Avellanar y la compra de viviendas públicas de Madrid
Uno de los ejes que analiza la investigación es el papel de vehículos de inversión administrados por José Julio Iranzo Méndez, concretamente Avellanar Inversiones S.L. y Madrid Town Inversiones S.L.. Ambas sociedades adquirieron 34 viviendas municipales procedentes del paquete de 1.860 inmuebles de la Empresa Municipal de la Vivienda de Madrid (EMV) vendidos durante el mandato de Ana Botella. El grueso del lote —1.826 viviendas— fue a parar a fondos vinculados a Blackstone.
La operación no solo está siendo examinada en el Juzgado 38 de Madrid, tras ser reabierta por la Audiencia Provincial, sino que ya fue objeto de una sentencia contundente del Tribunal de Cuentas en diciembre de 2018. El fallo concluyó que la venta de esas 34 viviendas a sociedades del Grupo Avellanar se realizó sin cumplir los procedimientos exigidos y por debajo del precio legal mínimo, incluso por debajo del valor catastral, lo que provocó un perjuicio a las arcas públicas de más de un millón de euros.
Monte Fuji S.L. y la conexión con la familia Iranzo
Otra pieza clave del supuesto circuito financiero es Monte Fuji S.L., un instrumento de inversión inmobiliaria del Grupo Avellanar, propiedad mayoritaria de Julio Iranzo Domínguez (91,25%) y administrada por su hijo José Julio Iranzo Méndez. La sociedad captaba fondos de terceros mediante cuentas en participación, un sistema que permite invertir sin figurar formalmente como accionista.

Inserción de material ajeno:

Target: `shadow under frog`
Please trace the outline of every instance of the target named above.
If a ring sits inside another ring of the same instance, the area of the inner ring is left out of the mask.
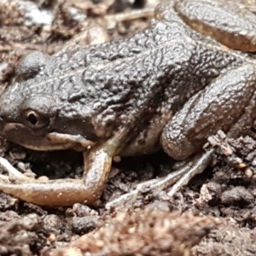
[[[145,31],[116,42],[25,56],[1,96],[3,137],[36,150],[83,152],[81,179],[35,180],[0,159],[0,189],[38,205],[93,204],[113,157],[162,147],[194,165],[142,184],[173,195],[212,160],[218,130],[247,133],[256,115],[256,17],[240,2],[162,1]],[[129,199],[139,187],[118,199]],[[108,206],[113,206],[110,203]]]

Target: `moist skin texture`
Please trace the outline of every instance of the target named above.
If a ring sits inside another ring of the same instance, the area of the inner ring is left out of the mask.
[[[162,147],[183,160],[218,130],[249,132],[254,32],[256,17],[240,2],[162,1],[131,38],[26,55],[0,98],[2,135],[36,150],[83,151],[84,175],[43,182],[9,171],[16,181],[0,189],[39,205],[93,204],[115,155]]]

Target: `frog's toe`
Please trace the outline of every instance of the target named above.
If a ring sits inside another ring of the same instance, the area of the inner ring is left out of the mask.
[[[151,191],[154,195],[159,194],[159,191],[167,189],[174,184],[168,191],[169,197],[172,197],[183,185],[187,184],[189,181],[196,174],[202,172],[205,168],[212,162],[214,149],[210,149],[207,152],[195,157],[191,166],[189,162],[178,171],[172,172],[163,178],[157,178],[149,180],[148,182],[140,183],[136,189],[130,193],[125,194],[120,197],[108,202],[106,205],[107,209],[118,207],[121,205],[136,200],[141,193]]]
[[[10,178],[16,179],[19,181],[33,180],[33,177],[27,177],[22,174],[20,172],[15,169],[6,159],[3,157],[0,157],[0,165],[5,169]],[[8,179],[8,177],[4,175],[2,175],[1,179]]]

De acuerdo con la documentación incautada a Villarejo, medio millón de euros del comisario fue canalizado hacia Monte Fuji para participar en un proyecto concreto: la promoción de 122 apartamentos en el complejo Sunset Golf de Estepona. En la misma operación participó su socio Juan Carlos Escribano, también investigado en la causa Tándem, con otra aportación similar.
Un mecanismo habitual en operaciones de blanqueo
Los investigadores subrayan que Villarejo y su entorno no entraron directamente en la promotora inmobiliaria, sino que lo hicieron mediante cuentas en participación, una fórmula que, según los expertos, es frecuente en esquemas de blanqueo. Este tipo de contratos permiten ocultar la identidad real del inversor, no atribuyen responsabilidades mercantiles y sitúan al gestor como único titular legal del negocio, pese a que el “cuenta-partícipe” participa de facto en los beneficios.
La Audiencia Nacional trata ahora de esclarecer si estas inversiones —especialmente las vinculadas a Avellanar y a Monte Fuji S.L.— formaron parte de un circuito destinado a lavar dinero procedente de los servicios presuntamente ilícitos prestados por el entramado de Villarejo. Un análisis que vuelve a situar a operaciones inmobiliarias controvertidas y a viejos apellidos del poder político y económico en el centro de una de las mayores causas de corrupción de los últimos años.